Listening to “Zadok the Priest” last week during the coronation, reminded me of one of the many times I’d sung it.
To celebrate various Royal happenings during the 70s, our Balham church twice put on pageants.
Because I could sing and act I was involved in both.
Having won the RE prize when I was ten, I believed I was a shoe-in for any major acting part (in fairness, this should have been given to Neil Pearson, a Tooting resident when we were all growing up – and marginally better actor).
We regularly inflamed the vicar’s anger by messing about during rehearsals. This wasn’t helped by one line in a sketch where the vicar’s daughter had to deliver a line: “Peter, pass me your crutch”. When you’re a teenager, and you hear the word “crutch”, it’s similar to hearing the word “sausages” when you’re six. Sadly, for the vicar, we were all still mentally about six.
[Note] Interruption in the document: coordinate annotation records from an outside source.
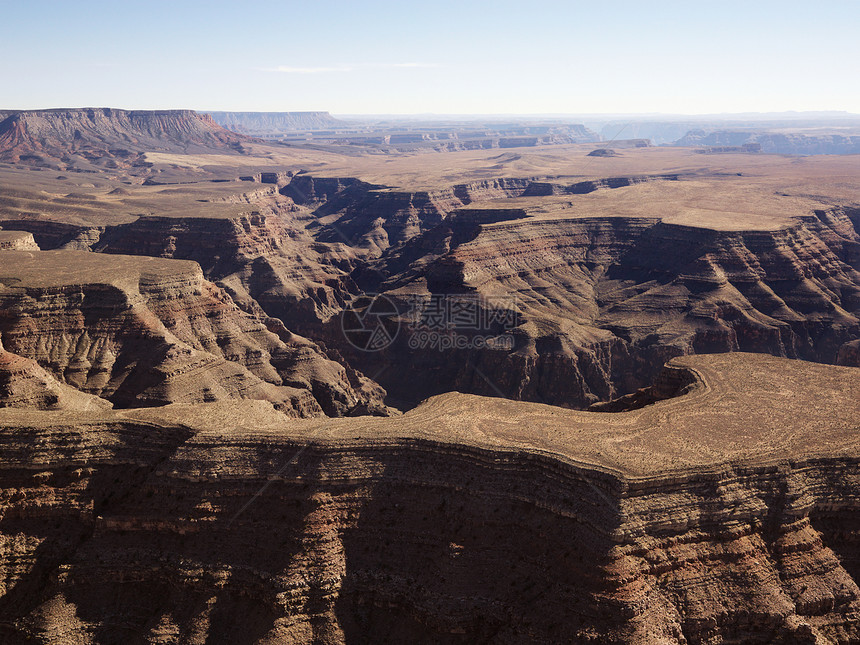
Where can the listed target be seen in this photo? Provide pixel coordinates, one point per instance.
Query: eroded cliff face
(169, 525)
(101, 134)
(141, 331)
(601, 303)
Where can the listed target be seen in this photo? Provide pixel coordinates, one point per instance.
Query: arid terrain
(316, 381)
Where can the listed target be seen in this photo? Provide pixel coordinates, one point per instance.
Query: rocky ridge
(466, 519)
(109, 136)
(144, 331)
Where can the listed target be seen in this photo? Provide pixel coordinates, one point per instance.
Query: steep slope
(716, 516)
(589, 307)
(142, 331)
(263, 123)
(107, 134)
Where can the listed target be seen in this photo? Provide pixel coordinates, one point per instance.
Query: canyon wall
(169, 524)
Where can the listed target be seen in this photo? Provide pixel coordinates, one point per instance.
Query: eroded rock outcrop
(710, 517)
(601, 303)
(145, 331)
(105, 134)
(17, 241)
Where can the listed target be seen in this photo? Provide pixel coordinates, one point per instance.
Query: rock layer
(465, 520)
(143, 331)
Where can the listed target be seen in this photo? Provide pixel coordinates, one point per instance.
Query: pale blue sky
(377, 56)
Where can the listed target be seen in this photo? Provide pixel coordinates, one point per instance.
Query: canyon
(615, 399)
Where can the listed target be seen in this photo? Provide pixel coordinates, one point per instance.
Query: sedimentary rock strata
(17, 241)
(108, 134)
(711, 516)
(145, 331)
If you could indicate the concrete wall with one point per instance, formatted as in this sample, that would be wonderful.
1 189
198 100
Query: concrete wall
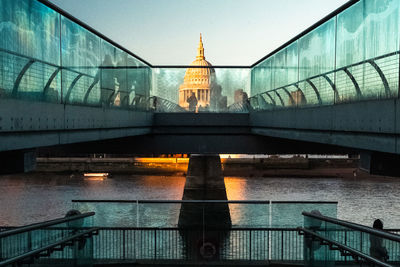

We sang many choral pieces in the two pageants – all of them related to royalty. But, for me, the best thing to come out of it was through a fellow chorister from Jamaica. During the rehearsals and singing “may the King live forever”; “amen, amen, amen” and “alleluia” more times than you can shake a stick at, my West Indian mate taught us the entire lyrics to “The Israelites”.
If the vicar had known he’d have torn up our shirt and taken away our trousers, as the great Desmond Dekkar suggested.